Parsing XML Sitemaps in Ruby with Nokogiri

As an SEO of over 10 years, I’m always looking for shortcuts to getting data faster about the website I’m working on. XML sitemaps are one of the easiest ways to collect all the relevant URLs about a site you could want, so it can be a good use of time to explore and extract data from them. I’ve written scripts to collect URLs before but not in Ruby.

we fear change

And since we need to be challenging ourselves as often as possible, I decided to go to familiar territory (comforting) but with unfamiliar tools (challenging): Nokogiri and Ruby (plus Open-URI).

What is an XML Sitemap?

If you’re not familiar, XML sitemaps are files that we use to send URLs to Google in bulk. We point Google to the files using a service called Google Search Console, and Google analyzes the XML files, hopefully crawling the content at the URLs you provided. It’s an important way to have Google discover new content you’ve posted.

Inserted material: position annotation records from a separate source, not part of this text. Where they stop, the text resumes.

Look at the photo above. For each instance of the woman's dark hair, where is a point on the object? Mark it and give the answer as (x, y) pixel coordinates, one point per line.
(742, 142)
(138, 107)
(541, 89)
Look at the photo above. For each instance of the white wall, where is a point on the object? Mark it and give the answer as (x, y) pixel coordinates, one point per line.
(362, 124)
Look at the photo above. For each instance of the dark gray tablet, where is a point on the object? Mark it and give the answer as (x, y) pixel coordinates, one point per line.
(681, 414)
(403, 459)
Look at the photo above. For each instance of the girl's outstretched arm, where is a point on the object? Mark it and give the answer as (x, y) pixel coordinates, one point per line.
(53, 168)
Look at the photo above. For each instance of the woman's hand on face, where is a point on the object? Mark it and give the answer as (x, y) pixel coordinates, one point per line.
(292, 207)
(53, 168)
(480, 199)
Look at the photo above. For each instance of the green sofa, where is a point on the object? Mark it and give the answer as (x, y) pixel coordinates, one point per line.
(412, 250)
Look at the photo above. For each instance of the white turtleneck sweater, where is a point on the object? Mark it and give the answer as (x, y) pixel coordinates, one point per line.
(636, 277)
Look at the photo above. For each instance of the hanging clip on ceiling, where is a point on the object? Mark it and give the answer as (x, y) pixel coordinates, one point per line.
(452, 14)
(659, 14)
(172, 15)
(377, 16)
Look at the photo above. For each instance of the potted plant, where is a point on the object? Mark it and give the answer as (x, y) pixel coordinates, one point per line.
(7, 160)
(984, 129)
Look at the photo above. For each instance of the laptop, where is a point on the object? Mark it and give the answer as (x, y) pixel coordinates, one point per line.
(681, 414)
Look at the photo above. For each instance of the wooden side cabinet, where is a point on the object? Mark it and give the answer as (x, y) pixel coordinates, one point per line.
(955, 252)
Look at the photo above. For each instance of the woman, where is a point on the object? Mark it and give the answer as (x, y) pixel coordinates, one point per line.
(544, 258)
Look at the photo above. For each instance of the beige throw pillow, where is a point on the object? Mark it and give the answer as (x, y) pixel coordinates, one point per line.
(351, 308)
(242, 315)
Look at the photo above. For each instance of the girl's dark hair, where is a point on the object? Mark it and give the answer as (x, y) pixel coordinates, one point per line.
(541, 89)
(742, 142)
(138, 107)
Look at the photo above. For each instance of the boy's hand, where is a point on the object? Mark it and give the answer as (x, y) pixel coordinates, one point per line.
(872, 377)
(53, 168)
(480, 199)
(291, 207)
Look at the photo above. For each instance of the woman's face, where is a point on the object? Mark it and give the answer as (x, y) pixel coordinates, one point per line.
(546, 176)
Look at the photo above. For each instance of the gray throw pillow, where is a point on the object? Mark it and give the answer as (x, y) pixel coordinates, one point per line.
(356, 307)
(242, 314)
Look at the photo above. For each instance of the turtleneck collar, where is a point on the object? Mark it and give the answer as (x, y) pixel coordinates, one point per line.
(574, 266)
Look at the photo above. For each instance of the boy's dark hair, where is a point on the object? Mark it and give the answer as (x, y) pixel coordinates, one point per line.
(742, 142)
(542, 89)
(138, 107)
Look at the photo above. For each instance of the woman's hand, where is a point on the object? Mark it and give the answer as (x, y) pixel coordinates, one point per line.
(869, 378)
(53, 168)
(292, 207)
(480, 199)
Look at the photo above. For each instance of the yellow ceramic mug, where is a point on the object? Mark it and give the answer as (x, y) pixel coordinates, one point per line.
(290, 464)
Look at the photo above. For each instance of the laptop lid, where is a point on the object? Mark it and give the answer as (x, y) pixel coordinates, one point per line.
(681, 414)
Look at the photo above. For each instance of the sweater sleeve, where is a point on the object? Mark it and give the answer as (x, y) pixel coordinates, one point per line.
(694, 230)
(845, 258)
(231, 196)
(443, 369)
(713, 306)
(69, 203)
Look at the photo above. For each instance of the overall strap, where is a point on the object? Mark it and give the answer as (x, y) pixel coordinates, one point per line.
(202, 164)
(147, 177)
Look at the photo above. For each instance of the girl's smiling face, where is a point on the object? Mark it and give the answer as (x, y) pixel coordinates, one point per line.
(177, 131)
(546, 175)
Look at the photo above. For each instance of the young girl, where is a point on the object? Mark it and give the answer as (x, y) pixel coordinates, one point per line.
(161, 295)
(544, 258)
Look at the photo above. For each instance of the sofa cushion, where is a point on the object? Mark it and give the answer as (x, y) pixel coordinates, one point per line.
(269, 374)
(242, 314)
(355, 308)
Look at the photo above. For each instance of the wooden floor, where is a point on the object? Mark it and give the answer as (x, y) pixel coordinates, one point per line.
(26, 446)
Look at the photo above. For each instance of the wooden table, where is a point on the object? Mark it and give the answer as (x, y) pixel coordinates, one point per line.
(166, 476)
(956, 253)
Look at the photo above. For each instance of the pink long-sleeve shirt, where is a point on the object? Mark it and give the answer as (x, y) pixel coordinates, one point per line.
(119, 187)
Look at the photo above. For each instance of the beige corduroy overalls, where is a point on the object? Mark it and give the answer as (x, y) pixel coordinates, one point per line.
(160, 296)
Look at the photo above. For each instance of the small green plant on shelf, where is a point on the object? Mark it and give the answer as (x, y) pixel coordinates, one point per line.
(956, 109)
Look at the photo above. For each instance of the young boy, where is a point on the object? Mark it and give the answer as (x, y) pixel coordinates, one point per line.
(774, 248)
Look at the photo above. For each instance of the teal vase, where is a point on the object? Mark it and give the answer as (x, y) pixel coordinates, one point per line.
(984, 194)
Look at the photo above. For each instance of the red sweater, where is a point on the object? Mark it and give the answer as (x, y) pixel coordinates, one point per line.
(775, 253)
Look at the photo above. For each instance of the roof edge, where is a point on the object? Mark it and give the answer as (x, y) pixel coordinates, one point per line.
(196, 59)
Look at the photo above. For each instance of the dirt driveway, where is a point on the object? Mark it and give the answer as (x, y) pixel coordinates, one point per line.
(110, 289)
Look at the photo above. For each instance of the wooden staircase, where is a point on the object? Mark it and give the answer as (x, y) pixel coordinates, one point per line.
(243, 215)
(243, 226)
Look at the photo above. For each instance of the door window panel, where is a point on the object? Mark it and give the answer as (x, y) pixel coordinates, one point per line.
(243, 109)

There are some limitations to XML sitemaps, too. Each file is only allowed to contain a maximum of 50,000 URLs (Google ignores the rest), so sometimes you’ll need a sitemap index - a sitemap of sitemaps. A sitemap index is what we are starting with here, and the goal is to extract a list of all the URLs of the child sitemaps. In this case, there was an additional hurdle in that those files were gzipped and would have to be unzipped before the extraction of URLs could start.

Reading Documentation Can Be a Shock

Nokogiri has a fearful number of object types

I have to say here that I spent a lot more time than I thought I would poring over documentation, going back to terminal, jumping back to documentation, ad infinitum, ad nauseam. I didn’t understand the object relationships between Nokogiri’s object classes, so I Google’d. A lot. I also spent a bunch of time just trying things out in IRB sessions to see what would happen. I didn’t know what else I should do. It seems to me this is something to improve upon to reduce the time it takes to implement code for an unfamiliar tool.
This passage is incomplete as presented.